The CWTP will promote equity and the economic security of marginalized groups, the state says, by supporting a wide range of training opportunities, encouraging the hiring of unemployed and formerly incarcerated individuals “and rewarding those who maintain the highest workplace standards.” It estimates up to 10,000 new jobs could be created.
The initiative will be headed by an executive director and administered within the state Department of Labor & Industry.
Ramos highlighted the opportunities offered by the funding for apprenticeship programs.
“Businesses have been reluctant to invest in apprenticeships because they fear they are too cumbersome,” she said, “but with this funding being available and the Apprenticeship Navigators we have in the county to assist them, this will be a great growth opportunity.”
With the Baby Boomer generation rapidly aging out of the labor market, Lancaster County faces the potential of workforce shortages unless it takes action now, she said.
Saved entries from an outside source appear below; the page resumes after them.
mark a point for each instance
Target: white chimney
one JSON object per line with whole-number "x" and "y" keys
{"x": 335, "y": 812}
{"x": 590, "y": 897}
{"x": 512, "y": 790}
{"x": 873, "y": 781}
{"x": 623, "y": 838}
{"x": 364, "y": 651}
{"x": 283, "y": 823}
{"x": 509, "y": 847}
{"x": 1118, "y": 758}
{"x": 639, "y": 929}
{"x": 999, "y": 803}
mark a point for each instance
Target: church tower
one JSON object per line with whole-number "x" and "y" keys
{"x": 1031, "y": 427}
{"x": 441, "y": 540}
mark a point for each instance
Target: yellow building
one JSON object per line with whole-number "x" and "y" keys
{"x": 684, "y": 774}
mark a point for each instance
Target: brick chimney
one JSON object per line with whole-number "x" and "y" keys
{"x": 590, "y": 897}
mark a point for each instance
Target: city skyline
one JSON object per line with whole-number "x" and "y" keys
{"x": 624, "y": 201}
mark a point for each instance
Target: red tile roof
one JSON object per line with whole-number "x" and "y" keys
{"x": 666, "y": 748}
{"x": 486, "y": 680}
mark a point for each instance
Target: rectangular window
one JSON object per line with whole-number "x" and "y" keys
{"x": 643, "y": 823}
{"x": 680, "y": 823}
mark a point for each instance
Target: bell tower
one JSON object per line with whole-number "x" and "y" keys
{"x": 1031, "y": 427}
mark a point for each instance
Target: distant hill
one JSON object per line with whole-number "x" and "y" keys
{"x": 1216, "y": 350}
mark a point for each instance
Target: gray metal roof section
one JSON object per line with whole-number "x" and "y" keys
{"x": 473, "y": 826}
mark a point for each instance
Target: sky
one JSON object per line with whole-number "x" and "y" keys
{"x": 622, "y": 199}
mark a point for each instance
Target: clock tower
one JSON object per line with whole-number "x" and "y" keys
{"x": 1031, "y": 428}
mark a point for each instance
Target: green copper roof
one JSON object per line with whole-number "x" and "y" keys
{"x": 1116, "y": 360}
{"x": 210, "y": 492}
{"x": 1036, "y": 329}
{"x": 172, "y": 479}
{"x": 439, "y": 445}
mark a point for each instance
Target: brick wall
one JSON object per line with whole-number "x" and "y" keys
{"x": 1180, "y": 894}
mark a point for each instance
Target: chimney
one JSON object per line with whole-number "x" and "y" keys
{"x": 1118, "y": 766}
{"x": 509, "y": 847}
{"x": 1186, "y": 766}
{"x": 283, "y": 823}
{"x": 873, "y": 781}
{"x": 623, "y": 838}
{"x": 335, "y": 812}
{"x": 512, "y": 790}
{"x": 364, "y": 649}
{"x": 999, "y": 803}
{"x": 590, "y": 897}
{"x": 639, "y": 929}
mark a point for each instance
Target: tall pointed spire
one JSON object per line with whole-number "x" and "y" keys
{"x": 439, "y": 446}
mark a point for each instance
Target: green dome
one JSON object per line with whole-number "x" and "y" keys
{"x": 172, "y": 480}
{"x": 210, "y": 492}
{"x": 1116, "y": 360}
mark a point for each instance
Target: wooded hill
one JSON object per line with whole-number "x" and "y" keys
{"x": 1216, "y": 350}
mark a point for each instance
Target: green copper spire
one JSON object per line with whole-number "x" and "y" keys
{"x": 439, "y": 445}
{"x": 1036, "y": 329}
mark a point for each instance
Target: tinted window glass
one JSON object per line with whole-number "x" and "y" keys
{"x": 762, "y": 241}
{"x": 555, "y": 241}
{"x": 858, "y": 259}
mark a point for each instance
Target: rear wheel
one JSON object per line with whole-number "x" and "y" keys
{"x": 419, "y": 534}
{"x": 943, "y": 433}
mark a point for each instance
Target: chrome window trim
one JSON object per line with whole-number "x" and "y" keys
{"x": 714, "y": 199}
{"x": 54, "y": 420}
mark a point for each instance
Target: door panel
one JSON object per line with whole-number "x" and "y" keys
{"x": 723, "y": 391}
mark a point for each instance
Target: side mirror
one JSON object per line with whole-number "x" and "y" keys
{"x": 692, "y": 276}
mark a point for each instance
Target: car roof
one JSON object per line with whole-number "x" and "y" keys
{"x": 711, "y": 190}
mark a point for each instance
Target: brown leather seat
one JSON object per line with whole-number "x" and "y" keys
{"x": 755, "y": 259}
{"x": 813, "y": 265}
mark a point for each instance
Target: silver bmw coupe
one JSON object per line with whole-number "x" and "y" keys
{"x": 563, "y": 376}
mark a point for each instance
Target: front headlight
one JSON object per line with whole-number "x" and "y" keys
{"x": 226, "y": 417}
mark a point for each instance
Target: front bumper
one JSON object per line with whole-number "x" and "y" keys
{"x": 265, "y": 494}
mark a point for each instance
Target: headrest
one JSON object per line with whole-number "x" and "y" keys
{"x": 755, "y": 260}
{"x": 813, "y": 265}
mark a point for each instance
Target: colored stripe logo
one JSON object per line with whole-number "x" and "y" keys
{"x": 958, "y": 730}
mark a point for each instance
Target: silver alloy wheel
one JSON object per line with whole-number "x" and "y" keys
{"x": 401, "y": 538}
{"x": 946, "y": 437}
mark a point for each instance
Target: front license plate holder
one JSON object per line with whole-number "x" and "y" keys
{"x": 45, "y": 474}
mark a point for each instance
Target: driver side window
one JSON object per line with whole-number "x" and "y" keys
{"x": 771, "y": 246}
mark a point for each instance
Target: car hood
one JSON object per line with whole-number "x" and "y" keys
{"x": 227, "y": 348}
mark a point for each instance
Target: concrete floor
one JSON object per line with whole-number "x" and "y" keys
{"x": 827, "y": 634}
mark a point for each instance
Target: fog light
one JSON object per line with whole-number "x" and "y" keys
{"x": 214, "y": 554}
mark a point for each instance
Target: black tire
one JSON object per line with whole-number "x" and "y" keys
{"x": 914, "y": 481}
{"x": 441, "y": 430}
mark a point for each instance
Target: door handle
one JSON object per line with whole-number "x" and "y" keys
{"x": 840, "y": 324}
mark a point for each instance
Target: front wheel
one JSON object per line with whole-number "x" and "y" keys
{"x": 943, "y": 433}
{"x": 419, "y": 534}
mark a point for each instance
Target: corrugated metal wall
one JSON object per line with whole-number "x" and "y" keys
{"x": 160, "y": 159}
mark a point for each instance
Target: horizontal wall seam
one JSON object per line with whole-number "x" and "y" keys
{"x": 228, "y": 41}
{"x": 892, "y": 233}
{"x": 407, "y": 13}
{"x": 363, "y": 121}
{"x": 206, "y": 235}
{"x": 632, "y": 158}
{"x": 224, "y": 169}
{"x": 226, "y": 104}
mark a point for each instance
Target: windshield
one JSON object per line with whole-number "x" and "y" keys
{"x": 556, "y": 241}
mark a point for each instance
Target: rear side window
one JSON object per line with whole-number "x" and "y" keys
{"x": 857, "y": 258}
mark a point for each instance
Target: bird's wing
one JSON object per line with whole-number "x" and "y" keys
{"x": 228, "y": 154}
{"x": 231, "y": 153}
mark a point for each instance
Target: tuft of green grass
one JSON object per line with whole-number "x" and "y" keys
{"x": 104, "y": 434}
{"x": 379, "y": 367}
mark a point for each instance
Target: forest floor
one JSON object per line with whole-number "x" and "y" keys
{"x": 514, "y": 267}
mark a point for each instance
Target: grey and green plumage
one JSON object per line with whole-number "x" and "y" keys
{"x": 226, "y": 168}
A recent study by the Center for Regional Analysis at the Economic Development Co. of Lancaster County estimated that 12,400 workers a year will be needed just to fill positions vacated by retirements and other workforce exits. (The county’s total labor force is about 270,000 individuals.)
The time to build a workforce pipeline of well-trained younger workers is now, Ramos said.
The Lancaster County Workforce Development Board “is in a position to lead,” she said. With regard to the Commonwealth Workforce Transformation Program, “we will be working closely with Department of Labor and Industry and (are) ready to assist in education and the deployment of these funds to our local businesses.”